The Chessable Research Awards promote chess research by undergraduates, graduate students, and faculty research sponsors. Chessable plans three cycles per year of monetary awards. Applications for the first cycle are open until October 1, 2022. Chessable is also known for spaced repetition, which is a helpful technique for memorizing chess openings.
Chessable Research Awards
Undergraduate and graduate students are eligible to apply for Chessable Research Awards. When a student wins an award, their faculty research sponsor receives money too. Chessable welcomes applications from university students in all academic fields, such as sociology, aging, computer science, business, psychology, education, etc.
Studying how people learn is part of both education and psychology. One learning technique is spaced repetition. Spaced repetition of chess openings can help players recall variations and move orders. In many openings, move order is important.
French Defense mistake
In round 2 of the 2022 Texas Women’s Chess Championship, I forgot my move order in a French Defense, Rubenstein Variation.

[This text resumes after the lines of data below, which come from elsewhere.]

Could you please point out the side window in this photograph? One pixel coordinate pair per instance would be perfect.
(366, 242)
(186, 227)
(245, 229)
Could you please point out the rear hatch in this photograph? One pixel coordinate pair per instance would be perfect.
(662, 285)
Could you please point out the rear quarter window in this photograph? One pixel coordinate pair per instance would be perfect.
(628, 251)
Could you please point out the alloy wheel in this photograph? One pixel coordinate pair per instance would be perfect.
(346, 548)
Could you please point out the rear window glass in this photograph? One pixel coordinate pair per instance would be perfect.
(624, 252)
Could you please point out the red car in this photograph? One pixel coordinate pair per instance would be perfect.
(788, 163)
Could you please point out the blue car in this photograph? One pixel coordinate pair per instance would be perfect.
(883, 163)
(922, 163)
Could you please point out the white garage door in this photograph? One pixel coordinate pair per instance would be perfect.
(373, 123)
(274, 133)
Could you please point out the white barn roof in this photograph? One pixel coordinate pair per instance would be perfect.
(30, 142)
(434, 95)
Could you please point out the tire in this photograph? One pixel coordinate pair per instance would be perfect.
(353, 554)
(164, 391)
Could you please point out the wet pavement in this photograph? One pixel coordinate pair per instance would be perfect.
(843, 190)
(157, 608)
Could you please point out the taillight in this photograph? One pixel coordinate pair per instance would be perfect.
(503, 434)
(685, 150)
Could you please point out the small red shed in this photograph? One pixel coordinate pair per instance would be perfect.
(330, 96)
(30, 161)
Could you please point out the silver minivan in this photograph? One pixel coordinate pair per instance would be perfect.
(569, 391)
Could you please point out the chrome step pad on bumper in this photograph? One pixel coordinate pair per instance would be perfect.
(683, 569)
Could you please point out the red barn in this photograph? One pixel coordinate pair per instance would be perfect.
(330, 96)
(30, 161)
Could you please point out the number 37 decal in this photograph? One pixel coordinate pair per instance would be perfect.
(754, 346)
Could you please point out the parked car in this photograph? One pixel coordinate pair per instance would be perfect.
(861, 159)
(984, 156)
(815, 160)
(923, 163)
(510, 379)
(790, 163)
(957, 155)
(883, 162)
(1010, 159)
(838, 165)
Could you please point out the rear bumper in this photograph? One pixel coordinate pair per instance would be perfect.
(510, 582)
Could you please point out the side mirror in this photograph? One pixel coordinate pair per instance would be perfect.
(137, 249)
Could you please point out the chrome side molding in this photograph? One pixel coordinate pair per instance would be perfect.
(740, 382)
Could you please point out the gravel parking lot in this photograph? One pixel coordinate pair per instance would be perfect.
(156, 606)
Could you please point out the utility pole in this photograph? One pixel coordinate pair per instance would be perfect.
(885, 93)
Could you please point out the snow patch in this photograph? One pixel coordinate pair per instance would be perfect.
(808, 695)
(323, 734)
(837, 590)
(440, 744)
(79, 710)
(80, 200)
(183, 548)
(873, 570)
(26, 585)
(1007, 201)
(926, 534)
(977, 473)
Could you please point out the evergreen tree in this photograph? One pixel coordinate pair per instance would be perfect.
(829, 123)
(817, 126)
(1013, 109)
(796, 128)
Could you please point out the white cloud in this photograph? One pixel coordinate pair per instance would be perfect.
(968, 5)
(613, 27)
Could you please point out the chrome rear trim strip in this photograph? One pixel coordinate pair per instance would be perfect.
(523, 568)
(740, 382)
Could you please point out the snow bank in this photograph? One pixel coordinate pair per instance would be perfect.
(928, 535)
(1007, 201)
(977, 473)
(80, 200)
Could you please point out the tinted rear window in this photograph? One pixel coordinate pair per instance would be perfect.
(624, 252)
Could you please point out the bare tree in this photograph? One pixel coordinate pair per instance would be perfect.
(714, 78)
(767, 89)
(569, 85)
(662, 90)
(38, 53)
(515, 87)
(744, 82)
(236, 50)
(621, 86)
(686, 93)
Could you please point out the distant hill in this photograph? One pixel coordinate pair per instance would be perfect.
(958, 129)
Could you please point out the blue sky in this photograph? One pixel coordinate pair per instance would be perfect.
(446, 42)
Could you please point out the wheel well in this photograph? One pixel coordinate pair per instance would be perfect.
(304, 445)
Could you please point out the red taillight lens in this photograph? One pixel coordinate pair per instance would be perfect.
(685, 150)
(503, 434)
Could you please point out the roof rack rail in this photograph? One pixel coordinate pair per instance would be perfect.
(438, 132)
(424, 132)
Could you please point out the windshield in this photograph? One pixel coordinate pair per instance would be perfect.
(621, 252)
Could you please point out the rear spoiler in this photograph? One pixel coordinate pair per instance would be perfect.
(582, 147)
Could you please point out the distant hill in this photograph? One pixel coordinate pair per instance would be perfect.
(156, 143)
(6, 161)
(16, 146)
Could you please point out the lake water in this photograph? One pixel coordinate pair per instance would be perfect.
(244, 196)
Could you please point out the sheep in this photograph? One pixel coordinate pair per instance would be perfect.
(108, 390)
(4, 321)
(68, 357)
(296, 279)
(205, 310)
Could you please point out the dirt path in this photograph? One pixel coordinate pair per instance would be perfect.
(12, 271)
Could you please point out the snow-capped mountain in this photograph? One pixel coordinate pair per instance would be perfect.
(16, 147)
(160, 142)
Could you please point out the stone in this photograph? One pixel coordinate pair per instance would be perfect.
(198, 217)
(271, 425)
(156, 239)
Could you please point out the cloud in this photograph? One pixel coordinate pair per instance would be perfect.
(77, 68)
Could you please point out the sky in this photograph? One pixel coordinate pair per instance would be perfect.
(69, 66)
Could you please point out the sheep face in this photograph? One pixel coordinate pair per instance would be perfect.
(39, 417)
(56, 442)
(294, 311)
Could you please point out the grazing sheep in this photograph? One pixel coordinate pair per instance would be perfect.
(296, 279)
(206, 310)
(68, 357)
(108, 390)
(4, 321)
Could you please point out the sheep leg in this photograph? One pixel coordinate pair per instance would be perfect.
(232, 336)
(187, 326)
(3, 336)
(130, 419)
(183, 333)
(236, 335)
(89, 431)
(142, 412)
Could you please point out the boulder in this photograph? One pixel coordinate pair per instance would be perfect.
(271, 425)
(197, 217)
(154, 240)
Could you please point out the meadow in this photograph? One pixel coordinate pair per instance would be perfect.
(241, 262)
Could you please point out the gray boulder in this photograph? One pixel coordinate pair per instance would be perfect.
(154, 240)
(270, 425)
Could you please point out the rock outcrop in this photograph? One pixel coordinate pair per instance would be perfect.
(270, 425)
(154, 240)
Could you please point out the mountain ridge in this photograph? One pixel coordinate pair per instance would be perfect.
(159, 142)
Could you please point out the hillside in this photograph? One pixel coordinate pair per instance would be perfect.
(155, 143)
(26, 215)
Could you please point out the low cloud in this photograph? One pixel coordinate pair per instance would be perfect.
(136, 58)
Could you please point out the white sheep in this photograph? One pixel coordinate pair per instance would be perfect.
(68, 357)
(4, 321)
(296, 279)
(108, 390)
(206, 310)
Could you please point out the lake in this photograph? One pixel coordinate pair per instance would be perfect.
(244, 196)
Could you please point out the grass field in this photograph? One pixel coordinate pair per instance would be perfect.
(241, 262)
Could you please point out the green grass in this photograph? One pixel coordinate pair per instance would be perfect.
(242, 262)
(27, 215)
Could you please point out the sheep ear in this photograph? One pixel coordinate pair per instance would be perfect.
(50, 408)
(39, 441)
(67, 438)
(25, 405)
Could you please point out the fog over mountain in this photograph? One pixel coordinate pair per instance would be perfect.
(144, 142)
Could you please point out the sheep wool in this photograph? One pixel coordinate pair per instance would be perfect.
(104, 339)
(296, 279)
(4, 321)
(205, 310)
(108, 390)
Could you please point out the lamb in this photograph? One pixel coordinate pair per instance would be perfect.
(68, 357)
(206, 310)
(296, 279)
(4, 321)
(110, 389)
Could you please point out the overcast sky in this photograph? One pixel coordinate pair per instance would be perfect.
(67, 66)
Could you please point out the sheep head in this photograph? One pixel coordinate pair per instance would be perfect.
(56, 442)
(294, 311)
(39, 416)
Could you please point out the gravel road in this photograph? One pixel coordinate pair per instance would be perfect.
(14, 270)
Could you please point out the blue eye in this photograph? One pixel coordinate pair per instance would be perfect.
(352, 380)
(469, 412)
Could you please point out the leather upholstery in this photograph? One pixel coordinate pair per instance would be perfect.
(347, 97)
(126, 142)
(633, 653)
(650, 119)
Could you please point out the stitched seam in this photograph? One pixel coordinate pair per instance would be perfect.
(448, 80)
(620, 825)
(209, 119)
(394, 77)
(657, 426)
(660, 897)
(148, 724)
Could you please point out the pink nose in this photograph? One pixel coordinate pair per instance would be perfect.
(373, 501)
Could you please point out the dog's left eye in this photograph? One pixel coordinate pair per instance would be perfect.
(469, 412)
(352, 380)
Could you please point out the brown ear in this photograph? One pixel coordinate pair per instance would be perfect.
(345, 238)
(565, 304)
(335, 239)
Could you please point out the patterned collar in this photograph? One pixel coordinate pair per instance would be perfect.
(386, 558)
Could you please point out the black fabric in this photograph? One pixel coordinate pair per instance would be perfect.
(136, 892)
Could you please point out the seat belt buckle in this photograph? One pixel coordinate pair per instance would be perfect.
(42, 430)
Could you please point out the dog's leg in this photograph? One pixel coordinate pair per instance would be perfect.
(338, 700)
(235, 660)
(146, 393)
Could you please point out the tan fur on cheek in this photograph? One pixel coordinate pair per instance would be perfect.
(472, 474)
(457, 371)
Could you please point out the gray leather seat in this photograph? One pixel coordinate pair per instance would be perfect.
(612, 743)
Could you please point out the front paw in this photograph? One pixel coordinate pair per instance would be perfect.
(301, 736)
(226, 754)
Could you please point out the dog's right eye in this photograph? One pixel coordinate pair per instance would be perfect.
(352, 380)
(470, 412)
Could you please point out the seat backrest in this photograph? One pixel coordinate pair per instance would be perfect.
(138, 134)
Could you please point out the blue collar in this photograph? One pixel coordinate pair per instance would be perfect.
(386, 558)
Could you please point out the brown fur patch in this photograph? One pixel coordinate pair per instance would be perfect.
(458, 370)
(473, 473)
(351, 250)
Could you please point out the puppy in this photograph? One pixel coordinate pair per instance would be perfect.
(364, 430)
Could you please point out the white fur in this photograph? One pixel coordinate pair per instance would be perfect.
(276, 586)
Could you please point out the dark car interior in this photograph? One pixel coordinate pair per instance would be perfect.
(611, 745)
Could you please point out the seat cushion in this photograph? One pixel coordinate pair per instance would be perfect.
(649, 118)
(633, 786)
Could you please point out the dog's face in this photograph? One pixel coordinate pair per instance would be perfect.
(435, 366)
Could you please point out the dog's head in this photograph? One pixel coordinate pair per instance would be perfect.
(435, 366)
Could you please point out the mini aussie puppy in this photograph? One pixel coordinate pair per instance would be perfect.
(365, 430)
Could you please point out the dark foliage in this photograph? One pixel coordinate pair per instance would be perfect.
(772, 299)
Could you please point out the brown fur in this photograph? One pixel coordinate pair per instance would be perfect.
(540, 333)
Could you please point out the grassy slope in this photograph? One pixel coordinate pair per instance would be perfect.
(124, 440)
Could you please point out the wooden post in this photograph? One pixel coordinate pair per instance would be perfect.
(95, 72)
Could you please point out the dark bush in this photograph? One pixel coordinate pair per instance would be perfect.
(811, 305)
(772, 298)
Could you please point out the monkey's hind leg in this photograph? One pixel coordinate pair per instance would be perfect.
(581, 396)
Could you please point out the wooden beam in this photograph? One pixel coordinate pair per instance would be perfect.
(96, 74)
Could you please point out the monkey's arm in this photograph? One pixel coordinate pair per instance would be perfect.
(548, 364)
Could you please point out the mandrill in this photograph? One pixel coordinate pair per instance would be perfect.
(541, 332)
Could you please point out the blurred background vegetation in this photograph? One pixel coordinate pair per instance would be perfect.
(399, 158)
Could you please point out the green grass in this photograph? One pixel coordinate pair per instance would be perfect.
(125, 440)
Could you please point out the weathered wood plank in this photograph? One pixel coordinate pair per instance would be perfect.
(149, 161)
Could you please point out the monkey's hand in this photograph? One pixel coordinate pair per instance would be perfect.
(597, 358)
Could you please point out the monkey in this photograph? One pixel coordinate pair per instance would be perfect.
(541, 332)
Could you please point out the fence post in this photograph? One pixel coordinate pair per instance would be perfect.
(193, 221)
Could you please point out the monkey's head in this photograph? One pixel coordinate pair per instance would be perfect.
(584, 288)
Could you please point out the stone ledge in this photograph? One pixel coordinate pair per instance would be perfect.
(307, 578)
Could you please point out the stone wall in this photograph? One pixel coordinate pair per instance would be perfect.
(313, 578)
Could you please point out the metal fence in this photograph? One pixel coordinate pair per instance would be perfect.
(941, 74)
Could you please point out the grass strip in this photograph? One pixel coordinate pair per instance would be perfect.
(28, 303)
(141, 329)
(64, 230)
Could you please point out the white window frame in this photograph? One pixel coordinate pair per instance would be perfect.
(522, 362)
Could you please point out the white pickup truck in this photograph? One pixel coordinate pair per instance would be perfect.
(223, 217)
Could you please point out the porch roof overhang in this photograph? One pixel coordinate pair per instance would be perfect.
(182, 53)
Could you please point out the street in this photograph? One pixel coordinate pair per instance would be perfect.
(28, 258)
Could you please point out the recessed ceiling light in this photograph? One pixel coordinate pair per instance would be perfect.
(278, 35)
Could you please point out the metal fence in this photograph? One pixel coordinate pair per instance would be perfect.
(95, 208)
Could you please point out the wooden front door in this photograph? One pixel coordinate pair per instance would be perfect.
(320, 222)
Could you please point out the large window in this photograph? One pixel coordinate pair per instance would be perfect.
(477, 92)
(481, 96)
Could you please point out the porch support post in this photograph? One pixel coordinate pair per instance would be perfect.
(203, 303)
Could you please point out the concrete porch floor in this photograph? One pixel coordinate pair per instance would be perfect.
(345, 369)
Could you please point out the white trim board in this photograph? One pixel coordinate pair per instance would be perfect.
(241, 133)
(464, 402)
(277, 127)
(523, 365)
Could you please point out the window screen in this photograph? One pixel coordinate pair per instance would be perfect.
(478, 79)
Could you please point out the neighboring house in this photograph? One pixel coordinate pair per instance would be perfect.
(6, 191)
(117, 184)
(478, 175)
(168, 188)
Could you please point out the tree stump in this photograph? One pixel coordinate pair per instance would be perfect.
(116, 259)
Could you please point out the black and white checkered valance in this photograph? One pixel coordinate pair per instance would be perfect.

After the draw, I gave my opponent and her mother a ride to their hotel. Then I swam in their hotel’s pool, which made me happy. As noted in my previous article, I aspire to swim during chess tournaments.
Despite giving up draws in round 2 and 3, I tied for first with Nicole Niemi and Brenda Hardesty. The three of us became the 2022 Texas Women’s Chess Co-Champions. We each scored three points out of four rounds. I received the first-place trophy on tiebreak.